Training a parametrised quantum circuit requires the gradient of the loss with respect to each gate angle, which on hardware is obtained from the parameter-shift rule: evaluating the circuit at shifted parameter values. The naive rule shifts one parameter at a time, so the per-layer cost grows linearly with the number of parameters. The key observation is that within a Butterfly layer the RBS-gate generators \(G_j \propto Y_{j_1}\otimes X_{j_2} - X_{j_1}\otimes Y_{j_2}\) mutually commute, and the global measurement \(Z^{\otimes n}\) commutes with each generator. The corresponding gradient observables \(O_k = [G_k, H]\) are then simultaneously diagonalisable, so every parameter in the layer can be shifted at once and all gradients read out from a constant number of circuit evaluations.

For an RBS gate the four-term shift rule (with shifts \(\pi/4\) and \(\pi/2\)) gives the exact partial derivative; exploiting the commuting structure, all parameters of a layer are shifted simultaneously and the estimate is plugged into a gradient-descent step:

\[ \begin{aligned} \frac{\partial f(\theta)}{\partial \theta_i} &= \left[ f\!\left(\theta + \tfrac{\pi}{4}\right) - f\!\left(\theta - \tfrac{\pi}{4}\right) \right] - \frac{\sqrt{2}-1}{2}\left[ f\!\left(\theta + \tfrac{\pi}{2}\right) - f\!\left(\theta - \tfrac{\pi}{2}\right) \right], \quad \forall i, \\ \theta_{t+1} &= \theta_t - \eta\, \nabla_\theta f(\theta_t). \end{aligned} \]

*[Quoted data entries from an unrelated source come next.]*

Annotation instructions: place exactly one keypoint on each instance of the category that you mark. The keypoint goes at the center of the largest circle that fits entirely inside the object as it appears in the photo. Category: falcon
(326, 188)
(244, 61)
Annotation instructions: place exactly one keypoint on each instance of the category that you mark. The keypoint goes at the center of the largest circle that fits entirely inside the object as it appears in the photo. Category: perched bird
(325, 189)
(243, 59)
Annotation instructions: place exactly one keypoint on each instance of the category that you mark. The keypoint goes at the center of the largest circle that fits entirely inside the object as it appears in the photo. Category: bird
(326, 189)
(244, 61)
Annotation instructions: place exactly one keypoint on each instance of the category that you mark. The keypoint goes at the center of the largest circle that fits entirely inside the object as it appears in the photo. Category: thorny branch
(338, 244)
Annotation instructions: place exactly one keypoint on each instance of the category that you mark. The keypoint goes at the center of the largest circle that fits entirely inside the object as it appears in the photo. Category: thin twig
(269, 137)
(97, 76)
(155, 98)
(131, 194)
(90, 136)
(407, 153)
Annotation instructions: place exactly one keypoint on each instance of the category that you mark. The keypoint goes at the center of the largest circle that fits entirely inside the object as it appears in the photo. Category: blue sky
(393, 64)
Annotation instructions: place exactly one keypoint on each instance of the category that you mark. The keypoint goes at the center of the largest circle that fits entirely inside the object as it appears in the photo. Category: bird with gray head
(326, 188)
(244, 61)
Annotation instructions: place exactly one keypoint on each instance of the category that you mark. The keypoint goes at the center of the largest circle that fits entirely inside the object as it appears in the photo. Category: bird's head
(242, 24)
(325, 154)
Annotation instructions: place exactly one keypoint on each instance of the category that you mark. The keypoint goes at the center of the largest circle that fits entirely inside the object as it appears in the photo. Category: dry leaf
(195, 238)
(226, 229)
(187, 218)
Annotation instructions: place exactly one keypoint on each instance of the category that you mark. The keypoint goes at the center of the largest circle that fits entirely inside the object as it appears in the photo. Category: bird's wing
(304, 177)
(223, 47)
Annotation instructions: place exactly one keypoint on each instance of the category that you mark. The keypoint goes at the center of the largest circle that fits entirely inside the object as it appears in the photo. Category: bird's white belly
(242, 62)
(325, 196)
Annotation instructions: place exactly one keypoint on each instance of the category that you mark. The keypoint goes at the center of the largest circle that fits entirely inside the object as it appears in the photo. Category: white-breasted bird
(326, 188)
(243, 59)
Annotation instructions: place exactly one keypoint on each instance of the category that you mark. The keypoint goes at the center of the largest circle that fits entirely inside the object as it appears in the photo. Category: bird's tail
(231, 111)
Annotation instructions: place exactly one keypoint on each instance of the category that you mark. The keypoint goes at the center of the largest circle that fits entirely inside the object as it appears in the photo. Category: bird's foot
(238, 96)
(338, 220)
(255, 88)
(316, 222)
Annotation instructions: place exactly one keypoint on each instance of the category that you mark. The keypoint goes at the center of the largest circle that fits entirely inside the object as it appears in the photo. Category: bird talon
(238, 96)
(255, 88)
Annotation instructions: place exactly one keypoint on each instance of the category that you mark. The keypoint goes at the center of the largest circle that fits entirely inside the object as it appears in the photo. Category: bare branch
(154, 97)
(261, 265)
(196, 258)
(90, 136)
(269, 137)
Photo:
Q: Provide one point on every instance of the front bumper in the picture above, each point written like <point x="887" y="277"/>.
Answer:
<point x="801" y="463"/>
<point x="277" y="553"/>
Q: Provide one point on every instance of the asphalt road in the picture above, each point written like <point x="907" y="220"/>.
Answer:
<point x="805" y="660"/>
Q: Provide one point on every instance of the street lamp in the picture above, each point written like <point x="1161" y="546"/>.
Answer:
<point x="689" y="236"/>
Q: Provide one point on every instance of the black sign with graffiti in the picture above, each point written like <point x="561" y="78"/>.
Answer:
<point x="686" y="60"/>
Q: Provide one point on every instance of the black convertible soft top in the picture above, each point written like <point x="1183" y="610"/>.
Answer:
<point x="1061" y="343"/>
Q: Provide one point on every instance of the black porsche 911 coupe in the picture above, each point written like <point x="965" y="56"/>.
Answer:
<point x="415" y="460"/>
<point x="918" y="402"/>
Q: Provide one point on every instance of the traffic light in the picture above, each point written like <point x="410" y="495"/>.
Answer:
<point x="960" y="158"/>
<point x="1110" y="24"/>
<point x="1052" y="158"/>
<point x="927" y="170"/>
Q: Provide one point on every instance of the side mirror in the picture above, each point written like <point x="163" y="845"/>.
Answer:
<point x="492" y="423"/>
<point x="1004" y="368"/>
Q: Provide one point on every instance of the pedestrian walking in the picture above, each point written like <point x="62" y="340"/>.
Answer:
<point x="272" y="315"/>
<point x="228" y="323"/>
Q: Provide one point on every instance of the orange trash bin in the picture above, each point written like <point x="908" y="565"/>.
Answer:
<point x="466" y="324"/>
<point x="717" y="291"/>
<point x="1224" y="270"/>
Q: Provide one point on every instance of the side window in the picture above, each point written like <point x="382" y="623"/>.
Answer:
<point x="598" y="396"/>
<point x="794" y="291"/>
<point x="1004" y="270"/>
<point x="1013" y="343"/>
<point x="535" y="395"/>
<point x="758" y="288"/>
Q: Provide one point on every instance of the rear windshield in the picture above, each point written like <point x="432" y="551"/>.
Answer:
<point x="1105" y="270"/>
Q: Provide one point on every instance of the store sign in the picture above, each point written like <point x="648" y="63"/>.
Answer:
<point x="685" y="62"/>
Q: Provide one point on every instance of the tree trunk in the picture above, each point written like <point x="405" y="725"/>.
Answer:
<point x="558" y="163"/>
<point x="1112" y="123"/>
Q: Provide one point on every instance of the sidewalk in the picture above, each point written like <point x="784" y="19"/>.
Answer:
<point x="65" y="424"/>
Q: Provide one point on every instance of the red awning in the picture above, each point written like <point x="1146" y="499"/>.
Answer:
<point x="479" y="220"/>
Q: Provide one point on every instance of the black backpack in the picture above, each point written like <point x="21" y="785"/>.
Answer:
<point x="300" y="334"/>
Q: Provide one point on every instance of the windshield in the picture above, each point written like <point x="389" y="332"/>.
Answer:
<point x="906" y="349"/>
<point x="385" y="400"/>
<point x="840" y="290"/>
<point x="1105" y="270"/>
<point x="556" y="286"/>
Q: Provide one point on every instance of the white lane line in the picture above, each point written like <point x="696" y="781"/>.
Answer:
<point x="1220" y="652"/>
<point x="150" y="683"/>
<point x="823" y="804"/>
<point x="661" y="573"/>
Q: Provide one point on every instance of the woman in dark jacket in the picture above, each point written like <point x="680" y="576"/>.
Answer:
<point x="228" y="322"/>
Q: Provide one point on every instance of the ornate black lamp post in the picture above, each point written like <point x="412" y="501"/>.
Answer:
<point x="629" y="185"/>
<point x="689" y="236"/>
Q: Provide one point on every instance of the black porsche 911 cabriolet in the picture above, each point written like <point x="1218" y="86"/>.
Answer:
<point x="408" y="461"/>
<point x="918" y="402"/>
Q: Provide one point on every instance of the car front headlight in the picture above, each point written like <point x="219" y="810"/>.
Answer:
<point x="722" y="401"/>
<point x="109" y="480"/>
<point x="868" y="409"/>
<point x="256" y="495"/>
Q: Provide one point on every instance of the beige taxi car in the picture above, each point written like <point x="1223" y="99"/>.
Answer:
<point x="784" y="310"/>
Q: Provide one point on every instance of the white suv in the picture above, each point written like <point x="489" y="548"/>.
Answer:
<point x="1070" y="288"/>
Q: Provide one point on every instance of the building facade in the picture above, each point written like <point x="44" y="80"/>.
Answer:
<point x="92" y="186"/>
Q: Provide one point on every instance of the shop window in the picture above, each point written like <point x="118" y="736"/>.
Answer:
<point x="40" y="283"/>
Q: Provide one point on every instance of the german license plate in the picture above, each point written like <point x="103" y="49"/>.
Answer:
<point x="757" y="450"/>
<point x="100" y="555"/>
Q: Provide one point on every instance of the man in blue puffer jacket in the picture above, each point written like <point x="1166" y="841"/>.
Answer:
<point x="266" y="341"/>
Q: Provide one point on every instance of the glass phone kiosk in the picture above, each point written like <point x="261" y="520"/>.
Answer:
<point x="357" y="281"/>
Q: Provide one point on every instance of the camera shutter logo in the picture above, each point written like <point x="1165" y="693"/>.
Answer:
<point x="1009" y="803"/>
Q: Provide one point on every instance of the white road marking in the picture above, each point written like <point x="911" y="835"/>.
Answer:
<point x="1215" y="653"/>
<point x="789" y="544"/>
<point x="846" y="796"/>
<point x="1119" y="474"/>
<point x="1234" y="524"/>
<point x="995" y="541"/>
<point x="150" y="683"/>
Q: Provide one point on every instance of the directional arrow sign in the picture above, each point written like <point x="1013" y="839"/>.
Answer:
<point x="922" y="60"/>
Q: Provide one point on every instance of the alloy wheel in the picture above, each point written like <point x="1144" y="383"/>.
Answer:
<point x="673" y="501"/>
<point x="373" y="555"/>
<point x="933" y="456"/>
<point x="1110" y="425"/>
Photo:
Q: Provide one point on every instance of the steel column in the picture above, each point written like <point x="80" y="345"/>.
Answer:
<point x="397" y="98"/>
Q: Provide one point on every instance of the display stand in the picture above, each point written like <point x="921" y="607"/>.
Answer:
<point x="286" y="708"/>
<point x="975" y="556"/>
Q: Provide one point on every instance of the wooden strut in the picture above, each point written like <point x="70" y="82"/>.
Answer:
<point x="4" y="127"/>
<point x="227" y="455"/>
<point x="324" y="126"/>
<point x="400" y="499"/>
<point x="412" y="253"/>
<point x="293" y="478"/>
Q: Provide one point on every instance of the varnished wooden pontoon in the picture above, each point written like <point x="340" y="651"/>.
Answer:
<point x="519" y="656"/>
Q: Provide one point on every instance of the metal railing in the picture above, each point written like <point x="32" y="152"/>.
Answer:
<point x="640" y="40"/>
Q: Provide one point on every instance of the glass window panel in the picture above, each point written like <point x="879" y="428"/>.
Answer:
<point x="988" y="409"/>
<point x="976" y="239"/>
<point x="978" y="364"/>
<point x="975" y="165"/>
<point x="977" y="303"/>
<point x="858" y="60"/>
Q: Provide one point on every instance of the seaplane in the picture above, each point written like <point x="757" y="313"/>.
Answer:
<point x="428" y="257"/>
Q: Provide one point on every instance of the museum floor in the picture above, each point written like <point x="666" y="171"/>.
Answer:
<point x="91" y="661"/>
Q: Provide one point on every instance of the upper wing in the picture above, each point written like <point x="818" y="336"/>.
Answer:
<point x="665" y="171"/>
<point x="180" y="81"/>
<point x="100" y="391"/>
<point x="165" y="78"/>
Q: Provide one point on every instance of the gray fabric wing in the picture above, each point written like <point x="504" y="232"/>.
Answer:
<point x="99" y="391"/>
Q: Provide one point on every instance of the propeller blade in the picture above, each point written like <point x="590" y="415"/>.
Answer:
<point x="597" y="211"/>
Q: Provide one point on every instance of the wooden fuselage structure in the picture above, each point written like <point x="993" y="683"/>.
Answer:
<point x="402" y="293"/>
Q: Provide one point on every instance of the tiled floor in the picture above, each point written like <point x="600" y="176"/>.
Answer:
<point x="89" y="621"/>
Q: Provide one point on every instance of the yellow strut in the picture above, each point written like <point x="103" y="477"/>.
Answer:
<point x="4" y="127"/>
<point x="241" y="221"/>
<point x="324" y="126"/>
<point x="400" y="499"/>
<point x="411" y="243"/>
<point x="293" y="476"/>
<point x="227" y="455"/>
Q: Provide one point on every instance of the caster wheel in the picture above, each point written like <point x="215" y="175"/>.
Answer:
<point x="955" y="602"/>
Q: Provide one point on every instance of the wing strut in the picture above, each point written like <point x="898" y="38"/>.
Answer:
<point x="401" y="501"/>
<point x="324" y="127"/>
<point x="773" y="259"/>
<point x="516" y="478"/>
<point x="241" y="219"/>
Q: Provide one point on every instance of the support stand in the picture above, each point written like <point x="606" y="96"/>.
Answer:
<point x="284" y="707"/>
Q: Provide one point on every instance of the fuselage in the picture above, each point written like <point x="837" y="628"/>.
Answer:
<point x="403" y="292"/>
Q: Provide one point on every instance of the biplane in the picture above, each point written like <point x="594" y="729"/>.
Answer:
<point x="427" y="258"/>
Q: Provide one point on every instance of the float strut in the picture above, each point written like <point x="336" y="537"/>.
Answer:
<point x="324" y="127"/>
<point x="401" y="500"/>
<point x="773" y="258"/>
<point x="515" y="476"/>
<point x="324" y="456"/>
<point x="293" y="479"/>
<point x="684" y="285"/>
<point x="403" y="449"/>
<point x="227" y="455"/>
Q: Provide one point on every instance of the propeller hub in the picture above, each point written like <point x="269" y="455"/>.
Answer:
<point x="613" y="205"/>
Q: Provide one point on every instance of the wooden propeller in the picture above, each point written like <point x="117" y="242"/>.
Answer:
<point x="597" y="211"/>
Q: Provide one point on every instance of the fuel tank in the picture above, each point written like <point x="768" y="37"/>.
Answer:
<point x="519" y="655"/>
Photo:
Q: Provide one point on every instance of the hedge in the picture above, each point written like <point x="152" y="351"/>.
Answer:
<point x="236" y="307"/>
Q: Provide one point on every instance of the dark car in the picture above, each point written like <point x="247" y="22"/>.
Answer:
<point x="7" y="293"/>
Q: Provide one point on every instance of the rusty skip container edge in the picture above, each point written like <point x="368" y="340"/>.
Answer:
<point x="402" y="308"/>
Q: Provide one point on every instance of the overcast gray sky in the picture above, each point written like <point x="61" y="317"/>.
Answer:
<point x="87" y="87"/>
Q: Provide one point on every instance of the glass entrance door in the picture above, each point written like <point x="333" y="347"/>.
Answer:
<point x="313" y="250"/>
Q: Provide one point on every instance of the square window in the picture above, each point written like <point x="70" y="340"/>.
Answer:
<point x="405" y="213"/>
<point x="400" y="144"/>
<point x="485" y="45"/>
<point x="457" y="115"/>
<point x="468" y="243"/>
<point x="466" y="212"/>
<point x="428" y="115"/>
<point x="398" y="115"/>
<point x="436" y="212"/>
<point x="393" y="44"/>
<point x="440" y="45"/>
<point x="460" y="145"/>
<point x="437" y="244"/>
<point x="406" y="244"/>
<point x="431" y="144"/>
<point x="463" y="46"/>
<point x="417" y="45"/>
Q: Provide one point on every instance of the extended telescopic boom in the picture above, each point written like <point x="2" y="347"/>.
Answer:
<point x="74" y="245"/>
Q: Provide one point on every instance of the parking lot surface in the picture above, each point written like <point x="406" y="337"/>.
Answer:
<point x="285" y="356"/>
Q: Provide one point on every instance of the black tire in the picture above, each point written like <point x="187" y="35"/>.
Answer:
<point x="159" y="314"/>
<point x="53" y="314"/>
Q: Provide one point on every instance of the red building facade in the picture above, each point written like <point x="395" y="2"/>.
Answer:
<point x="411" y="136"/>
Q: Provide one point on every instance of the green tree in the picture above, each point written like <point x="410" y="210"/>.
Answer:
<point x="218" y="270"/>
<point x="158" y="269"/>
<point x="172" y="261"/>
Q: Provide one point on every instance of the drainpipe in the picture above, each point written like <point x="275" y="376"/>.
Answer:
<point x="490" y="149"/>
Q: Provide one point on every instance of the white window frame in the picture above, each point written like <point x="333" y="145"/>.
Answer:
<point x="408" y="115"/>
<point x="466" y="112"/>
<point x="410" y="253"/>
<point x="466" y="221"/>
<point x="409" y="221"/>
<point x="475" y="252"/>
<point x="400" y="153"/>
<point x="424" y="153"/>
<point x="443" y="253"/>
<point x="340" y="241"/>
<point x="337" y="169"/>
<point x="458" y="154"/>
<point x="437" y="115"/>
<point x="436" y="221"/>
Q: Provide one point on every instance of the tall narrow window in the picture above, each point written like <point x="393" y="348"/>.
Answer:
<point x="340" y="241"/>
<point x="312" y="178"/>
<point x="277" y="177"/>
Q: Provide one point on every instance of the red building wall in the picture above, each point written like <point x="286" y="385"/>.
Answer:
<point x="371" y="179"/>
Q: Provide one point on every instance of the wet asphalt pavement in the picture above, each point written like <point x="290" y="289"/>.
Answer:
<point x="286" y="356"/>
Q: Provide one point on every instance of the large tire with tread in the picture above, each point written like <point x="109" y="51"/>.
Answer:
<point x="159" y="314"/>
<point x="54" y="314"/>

where \(\theta\) are the gate angles, \(\eta\) is the learning rate, \(f(\theta) = \langle \psi(\theta,x)|\,H\,|\psi(\theta,x)\rangle\) is the measured loss observable, the \(\pm\pi/4\) and \(\pm\pi/2\) terms are circuit evaluations at the simultaneously shifted angles, and individual gradients are recovered by diagonalising the commuting gradient observables \(O_k = [G_k, H]\).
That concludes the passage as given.